Multi-Agent Collaboration

class MultiAgentState(TypedDict):
    messages: Annotated[list, operator.add]
    next_agent: str

# Define specialized agents
def researcher_agent(state):
    llm = ChatOpenAI(model="gpt-4")
    prompt = "You are a research specialist..."
    response = llm.invoke(state["messages"])
    return {
        "messages": [response],
        "next_agent": "writer"
    }

def writer_agent(state):
    llm = ChatOpenAI(model="gpt-4")
    prompt = "You are a content writer..."
    response = llm.invoke(state["messages"])
    return {
        "messages": [response],
        "next_agent": "reviewer"
    }

# Build collaboration graph
workflow = StateGraph(MultiAgentState)
workflow.add_node("researcher", researcher_agent)
workflow.add_node("writer", writer_agent)
workflow.add_node("reviewer", reviewer_agent)

# Route between agents
workflow.add_conditional_edges(
    "researcher",
    lambda x: x["next_agent"]
)
workflow.add_conditional_edges(
    "writer",
    lambda x: x["next_agent"]
)

Persistence & Memory

from langgraph.checkpoint.sqlite import SqliteSaver

# SQLite checkpointer
memory = SqliteSaver.from_conn_string("agent_memory.db")
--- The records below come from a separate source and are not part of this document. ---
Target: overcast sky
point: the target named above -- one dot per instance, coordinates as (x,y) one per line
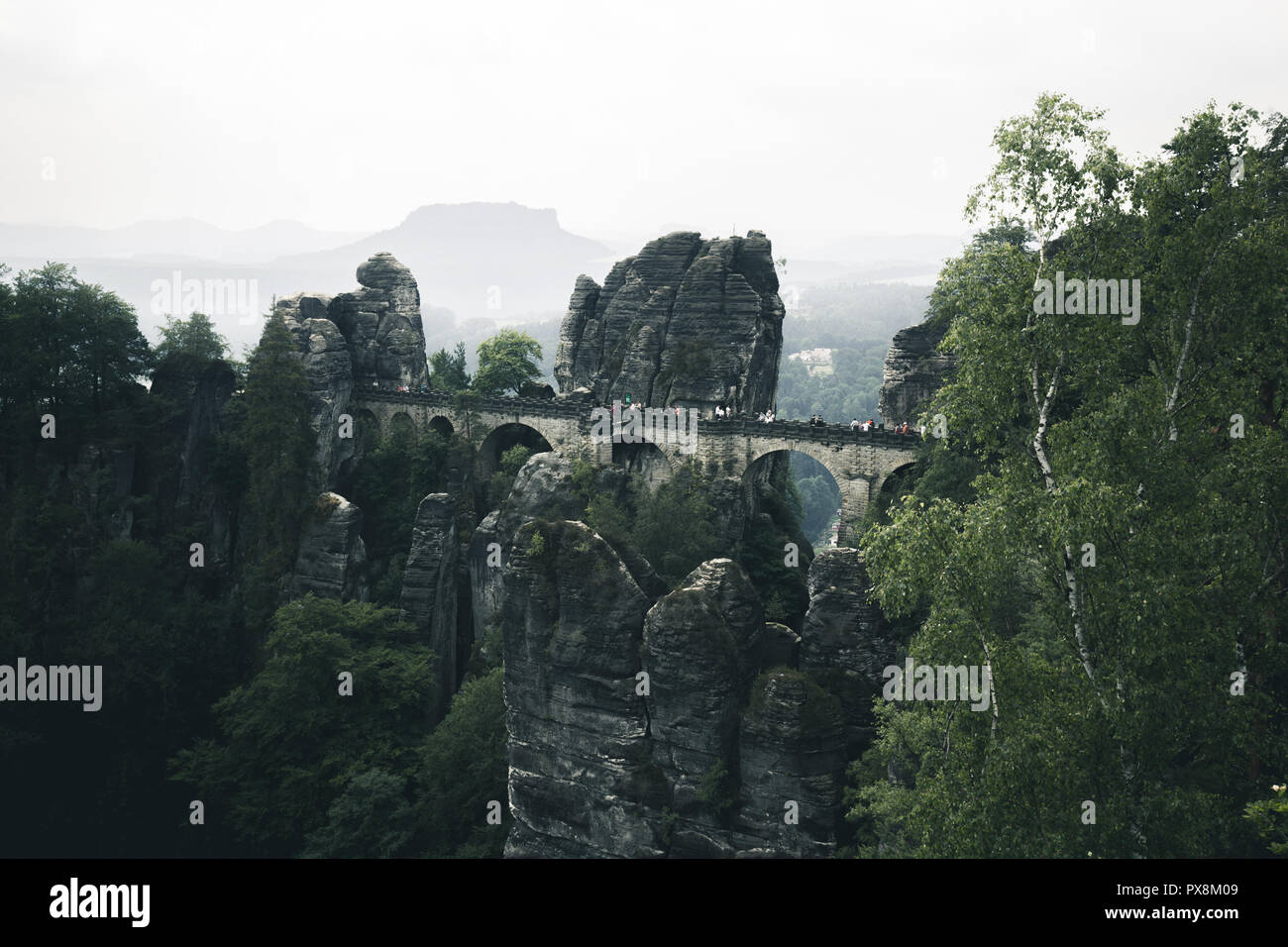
(803,118)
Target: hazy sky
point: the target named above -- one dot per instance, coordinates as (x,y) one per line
(789,116)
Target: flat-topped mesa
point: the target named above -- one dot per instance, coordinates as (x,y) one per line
(687,321)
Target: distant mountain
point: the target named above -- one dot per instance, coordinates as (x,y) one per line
(481,261)
(497,263)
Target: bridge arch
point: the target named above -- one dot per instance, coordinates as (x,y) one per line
(366,431)
(836,508)
(400,423)
(645,459)
(502,438)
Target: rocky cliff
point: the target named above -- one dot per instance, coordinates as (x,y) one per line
(429,589)
(370,337)
(674,728)
(331,560)
(914,368)
(688,321)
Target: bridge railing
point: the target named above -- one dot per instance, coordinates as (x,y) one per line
(581,410)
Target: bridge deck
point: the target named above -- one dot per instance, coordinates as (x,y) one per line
(708,427)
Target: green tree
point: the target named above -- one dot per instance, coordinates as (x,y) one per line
(291,746)
(463,768)
(1107,562)
(506,361)
(277,445)
(447,369)
(193,338)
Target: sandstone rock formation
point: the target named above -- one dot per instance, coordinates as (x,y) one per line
(333,558)
(643,731)
(579,745)
(686,321)
(913,369)
(381,325)
(429,589)
(793,763)
(845,638)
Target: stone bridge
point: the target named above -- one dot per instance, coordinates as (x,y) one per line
(858,462)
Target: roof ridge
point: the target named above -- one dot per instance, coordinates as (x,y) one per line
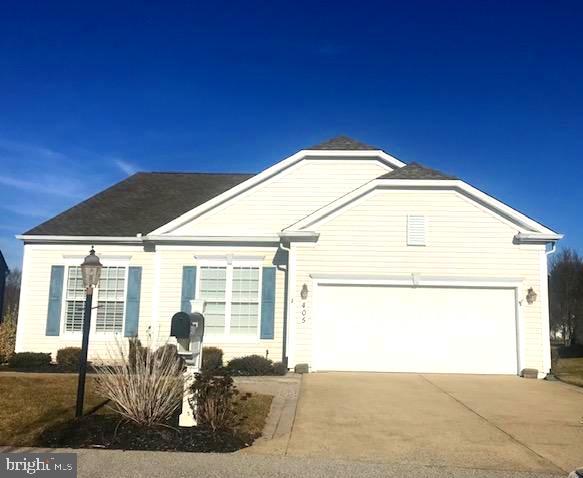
(196,173)
(343,143)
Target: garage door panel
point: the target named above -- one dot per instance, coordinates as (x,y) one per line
(421,329)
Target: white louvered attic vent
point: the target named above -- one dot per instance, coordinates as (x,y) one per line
(415,230)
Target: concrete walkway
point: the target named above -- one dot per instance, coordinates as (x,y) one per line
(481,422)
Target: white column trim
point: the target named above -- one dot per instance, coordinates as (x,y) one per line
(155,318)
(545,319)
(291,322)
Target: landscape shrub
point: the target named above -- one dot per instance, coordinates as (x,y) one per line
(29,360)
(251,365)
(571,351)
(69,358)
(136,351)
(212,359)
(7,337)
(143,385)
(279,368)
(213,401)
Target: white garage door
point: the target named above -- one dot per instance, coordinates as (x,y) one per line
(421,329)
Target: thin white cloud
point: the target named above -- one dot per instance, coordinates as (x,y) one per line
(127,167)
(27,149)
(46,185)
(28,210)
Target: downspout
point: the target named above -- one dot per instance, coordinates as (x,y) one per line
(547,360)
(289,321)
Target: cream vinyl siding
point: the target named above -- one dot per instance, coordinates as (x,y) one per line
(161,290)
(286,198)
(463,240)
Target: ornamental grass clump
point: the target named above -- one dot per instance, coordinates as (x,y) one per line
(143,385)
(213,401)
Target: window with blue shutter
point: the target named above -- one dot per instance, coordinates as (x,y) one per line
(267,302)
(188,287)
(132,320)
(55,300)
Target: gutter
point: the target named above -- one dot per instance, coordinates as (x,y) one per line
(299,236)
(141,239)
(537,238)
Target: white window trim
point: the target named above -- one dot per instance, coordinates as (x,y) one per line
(73,261)
(229,262)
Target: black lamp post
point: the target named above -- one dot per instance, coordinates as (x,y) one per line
(90,271)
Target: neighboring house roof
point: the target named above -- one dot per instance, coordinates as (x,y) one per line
(139,204)
(343,143)
(416,171)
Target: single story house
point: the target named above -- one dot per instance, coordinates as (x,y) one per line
(340,256)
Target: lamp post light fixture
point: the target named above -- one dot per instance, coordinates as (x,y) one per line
(91,272)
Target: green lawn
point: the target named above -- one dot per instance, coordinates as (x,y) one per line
(30,403)
(569,370)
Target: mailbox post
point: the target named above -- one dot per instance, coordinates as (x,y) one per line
(188,329)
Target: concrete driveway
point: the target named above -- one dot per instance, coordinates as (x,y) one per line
(467,421)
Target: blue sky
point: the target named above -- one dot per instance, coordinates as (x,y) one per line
(92,91)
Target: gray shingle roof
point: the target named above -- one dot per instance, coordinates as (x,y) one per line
(416,171)
(139,204)
(343,143)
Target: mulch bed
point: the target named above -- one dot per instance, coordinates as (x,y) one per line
(106,431)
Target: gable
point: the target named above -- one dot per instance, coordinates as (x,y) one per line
(519,222)
(452,224)
(285,198)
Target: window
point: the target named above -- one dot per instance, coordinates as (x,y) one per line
(213,287)
(110,300)
(245,301)
(231,295)
(415,230)
(75,298)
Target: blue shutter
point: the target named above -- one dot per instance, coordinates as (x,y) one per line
(133,302)
(188,287)
(55,300)
(267,302)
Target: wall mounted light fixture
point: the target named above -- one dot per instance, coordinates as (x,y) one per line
(531,295)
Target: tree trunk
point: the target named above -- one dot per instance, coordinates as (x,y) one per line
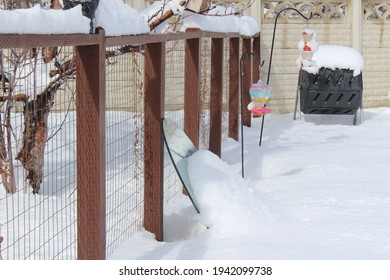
(32,154)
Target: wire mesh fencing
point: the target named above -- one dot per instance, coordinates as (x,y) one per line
(37,144)
(42,165)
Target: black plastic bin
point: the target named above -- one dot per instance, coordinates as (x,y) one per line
(330,92)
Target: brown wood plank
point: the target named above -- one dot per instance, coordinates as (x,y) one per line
(216,96)
(192,90)
(153,139)
(246,81)
(91,176)
(234,100)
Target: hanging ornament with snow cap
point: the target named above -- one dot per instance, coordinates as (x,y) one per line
(259,93)
(308,46)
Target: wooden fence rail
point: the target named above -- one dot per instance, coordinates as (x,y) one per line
(90,111)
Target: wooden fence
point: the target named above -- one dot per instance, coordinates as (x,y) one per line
(90,53)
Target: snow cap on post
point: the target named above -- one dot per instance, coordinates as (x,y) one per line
(198,5)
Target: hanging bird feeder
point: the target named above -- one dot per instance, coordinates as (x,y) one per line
(259,93)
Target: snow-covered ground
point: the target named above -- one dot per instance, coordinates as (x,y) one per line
(316,189)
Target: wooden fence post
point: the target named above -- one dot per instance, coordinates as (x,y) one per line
(153,139)
(216,95)
(91,162)
(192,89)
(256,52)
(234,95)
(246,81)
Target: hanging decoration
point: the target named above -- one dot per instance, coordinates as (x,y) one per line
(259,93)
(308,46)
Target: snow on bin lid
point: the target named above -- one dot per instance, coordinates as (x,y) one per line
(333,56)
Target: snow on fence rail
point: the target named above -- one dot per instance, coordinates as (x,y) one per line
(83,164)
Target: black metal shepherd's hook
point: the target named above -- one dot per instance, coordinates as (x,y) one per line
(241,104)
(272,50)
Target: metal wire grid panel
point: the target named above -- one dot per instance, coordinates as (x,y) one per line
(124,147)
(38,155)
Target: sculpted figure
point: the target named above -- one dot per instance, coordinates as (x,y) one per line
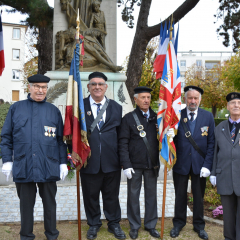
(95,53)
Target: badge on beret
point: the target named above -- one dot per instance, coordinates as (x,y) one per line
(204,131)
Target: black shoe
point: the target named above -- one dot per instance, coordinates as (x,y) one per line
(133,233)
(117,231)
(153,232)
(92,232)
(175,232)
(201,233)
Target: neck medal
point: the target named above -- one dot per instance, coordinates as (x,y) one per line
(46,129)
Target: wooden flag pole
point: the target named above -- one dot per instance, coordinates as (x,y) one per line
(163,202)
(79,206)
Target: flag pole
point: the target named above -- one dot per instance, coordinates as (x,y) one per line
(164,199)
(77,171)
(165,166)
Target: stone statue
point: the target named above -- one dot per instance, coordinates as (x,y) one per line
(95,58)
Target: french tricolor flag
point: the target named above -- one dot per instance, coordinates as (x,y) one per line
(2,61)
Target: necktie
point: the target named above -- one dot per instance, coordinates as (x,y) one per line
(192,114)
(233,132)
(100,123)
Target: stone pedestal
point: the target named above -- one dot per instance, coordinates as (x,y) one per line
(116,89)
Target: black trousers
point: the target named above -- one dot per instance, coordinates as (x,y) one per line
(231,216)
(198,189)
(150,195)
(27,195)
(108,184)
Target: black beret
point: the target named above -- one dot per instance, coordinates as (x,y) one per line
(98,75)
(232,95)
(38,78)
(142,89)
(187,88)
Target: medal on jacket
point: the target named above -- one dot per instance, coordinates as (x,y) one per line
(46,129)
(53,131)
(49,131)
(140,129)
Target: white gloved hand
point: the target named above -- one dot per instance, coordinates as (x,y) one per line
(213,180)
(170,132)
(7,169)
(204,172)
(63,171)
(128,172)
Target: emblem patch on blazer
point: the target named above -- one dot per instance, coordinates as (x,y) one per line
(204,130)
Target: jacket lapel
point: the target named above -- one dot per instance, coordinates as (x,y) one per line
(226,131)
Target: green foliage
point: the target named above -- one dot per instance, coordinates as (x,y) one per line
(3,114)
(229,13)
(218,120)
(211,194)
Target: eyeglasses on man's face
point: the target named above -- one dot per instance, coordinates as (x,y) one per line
(99,84)
(37,87)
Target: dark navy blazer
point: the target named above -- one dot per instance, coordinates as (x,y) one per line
(187,156)
(106,139)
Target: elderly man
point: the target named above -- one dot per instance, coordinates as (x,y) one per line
(33,150)
(103,171)
(226,167)
(138,149)
(195,148)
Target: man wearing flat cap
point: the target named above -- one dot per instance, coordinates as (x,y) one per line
(103,171)
(34,153)
(138,149)
(226,167)
(194,148)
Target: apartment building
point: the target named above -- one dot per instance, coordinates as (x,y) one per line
(206,59)
(11,87)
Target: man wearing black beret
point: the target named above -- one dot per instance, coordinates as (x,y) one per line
(226,167)
(194,148)
(103,171)
(33,135)
(139,156)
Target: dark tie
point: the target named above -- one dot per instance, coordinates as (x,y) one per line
(100,123)
(233,132)
(192,114)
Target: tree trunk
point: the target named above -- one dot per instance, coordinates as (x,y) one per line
(143,35)
(44,47)
(214,110)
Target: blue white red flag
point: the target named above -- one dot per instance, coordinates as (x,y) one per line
(162,49)
(169,109)
(75,128)
(2,61)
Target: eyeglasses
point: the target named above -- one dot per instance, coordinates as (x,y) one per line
(37,87)
(99,84)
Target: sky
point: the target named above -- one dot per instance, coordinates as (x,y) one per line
(197,28)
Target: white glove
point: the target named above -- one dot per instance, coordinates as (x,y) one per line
(128,172)
(7,169)
(63,171)
(213,180)
(204,172)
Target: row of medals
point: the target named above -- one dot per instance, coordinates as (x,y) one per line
(48,131)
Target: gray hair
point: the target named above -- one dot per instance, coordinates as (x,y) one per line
(200,96)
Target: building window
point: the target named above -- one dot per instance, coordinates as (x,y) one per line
(15,95)
(211,65)
(16,54)
(199,63)
(183,63)
(15,74)
(16,33)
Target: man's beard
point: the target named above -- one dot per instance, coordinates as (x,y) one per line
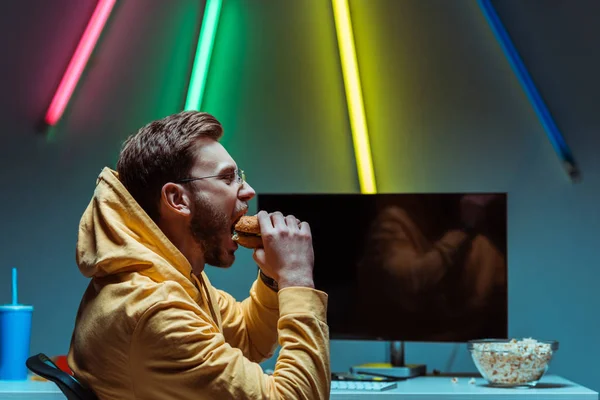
(208,226)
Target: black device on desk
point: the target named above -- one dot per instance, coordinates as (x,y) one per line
(423,267)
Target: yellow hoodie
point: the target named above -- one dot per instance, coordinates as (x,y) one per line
(148,328)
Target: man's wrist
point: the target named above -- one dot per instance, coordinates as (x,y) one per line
(296,281)
(267,280)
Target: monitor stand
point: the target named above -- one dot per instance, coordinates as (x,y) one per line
(396,369)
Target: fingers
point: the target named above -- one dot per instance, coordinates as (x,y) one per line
(277,219)
(304,227)
(269,221)
(264,220)
(259,257)
(292,222)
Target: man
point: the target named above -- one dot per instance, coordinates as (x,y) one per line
(150,325)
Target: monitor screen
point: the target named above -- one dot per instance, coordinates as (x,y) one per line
(407,267)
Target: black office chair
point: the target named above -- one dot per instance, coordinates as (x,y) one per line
(71,387)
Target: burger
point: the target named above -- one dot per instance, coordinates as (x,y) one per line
(247,232)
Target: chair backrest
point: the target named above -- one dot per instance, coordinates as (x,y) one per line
(71,387)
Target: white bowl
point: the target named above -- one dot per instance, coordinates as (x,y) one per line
(511,363)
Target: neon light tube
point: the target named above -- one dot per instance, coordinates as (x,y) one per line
(358,123)
(556,138)
(206,42)
(79,60)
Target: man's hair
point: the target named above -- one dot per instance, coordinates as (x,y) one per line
(162,152)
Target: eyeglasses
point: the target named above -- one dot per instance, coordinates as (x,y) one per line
(240,177)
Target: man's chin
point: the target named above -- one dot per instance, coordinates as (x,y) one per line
(225,262)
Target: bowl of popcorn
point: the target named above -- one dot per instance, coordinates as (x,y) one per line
(512,363)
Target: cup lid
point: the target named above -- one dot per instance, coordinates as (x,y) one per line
(15,307)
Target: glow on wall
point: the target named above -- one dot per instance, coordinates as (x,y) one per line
(78,61)
(204,50)
(556,138)
(358,123)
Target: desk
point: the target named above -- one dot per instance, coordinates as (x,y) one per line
(423,388)
(441,388)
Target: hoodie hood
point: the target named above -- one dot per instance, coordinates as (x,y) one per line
(117,236)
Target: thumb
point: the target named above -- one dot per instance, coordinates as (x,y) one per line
(259,257)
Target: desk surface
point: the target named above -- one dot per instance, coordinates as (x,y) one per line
(437,387)
(422,388)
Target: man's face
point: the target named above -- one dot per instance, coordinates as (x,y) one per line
(218,203)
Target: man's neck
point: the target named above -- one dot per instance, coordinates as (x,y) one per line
(186,245)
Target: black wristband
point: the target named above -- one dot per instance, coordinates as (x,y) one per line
(270,282)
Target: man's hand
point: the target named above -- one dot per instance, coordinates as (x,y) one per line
(287,255)
(473,209)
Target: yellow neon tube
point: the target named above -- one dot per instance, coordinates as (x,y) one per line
(358,123)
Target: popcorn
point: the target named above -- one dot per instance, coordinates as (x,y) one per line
(512,363)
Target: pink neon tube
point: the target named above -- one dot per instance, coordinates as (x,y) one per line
(80,58)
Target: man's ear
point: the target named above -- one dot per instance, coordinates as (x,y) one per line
(177,199)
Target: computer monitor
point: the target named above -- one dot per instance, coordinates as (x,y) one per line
(407,267)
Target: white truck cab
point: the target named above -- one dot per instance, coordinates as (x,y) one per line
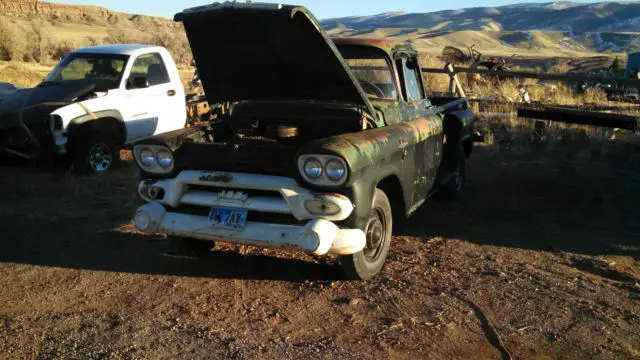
(131,92)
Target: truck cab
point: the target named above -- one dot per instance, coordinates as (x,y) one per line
(95,100)
(319,144)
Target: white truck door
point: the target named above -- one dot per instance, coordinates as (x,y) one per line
(149,97)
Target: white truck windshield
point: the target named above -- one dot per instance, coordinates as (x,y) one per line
(105,69)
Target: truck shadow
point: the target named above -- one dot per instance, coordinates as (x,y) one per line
(549,203)
(66,245)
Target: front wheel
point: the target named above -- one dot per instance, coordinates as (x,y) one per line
(95,154)
(378,229)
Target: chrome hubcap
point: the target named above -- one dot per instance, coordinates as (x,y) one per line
(100,158)
(375,232)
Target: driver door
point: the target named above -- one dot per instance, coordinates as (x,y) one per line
(146,96)
(414,106)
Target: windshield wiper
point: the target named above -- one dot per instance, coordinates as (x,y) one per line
(47,83)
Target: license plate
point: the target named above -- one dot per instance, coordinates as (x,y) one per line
(228,218)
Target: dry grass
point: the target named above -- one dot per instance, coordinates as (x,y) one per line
(46,41)
(27,74)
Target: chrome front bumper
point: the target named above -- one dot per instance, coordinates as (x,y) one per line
(318,235)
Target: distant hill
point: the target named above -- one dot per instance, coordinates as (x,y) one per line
(543,29)
(33,30)
(569,16)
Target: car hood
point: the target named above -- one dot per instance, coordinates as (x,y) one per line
(267,52)
(35,104)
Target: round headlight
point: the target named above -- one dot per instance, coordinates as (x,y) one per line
(335,170)
(147,158)
(165,159)
(142,220)
(313,168)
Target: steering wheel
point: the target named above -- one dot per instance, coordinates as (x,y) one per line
(372,89)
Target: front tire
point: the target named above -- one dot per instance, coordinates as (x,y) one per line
(95,153)
(367,263)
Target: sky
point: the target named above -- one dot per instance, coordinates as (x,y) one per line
(322,9)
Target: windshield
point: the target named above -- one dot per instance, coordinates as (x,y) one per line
(372,70)
(105,69)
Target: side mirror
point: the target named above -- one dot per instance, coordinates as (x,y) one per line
(139,82)
(412,63)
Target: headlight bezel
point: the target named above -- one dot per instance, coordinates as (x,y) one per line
(323,179)
(156,167)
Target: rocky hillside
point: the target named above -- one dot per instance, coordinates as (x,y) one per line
(36,31)
(548,29)
(577,17)
(93,15)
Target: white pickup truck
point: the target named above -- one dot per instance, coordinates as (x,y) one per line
(96,100)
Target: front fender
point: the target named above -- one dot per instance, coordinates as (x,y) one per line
(374,155)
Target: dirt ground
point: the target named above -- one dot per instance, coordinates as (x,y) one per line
(539,260)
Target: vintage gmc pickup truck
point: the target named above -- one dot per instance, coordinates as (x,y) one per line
(322,145)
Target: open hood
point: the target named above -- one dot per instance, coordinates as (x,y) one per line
(251,51)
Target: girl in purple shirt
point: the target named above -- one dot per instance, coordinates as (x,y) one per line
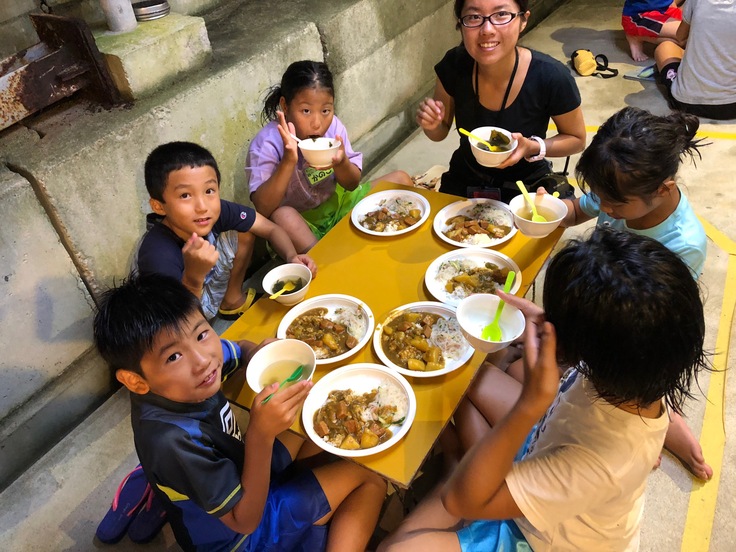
(305,201)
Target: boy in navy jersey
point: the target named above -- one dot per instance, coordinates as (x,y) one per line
(223,489)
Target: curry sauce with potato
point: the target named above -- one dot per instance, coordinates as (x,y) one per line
(406,342)
(351,422)
(326,337)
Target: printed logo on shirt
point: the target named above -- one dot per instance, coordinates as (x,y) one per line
(229,425)
(315,176)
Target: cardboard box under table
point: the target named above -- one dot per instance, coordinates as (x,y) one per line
(385,273)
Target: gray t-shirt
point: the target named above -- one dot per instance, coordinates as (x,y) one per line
(707,75)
app = workflow.compile(checkpointer=memory)

# Each thread has isolated state
config1 = {"configurable": {"thread_id": "user-1"}}
config2 = {"configurable": {"thread_id": "user-2"}}

# Run separate conversations
app.invoke({"messages": [("user", "Hello")]}, config1)
app.invoke({"messages": [("user", "Hi")]}, config2)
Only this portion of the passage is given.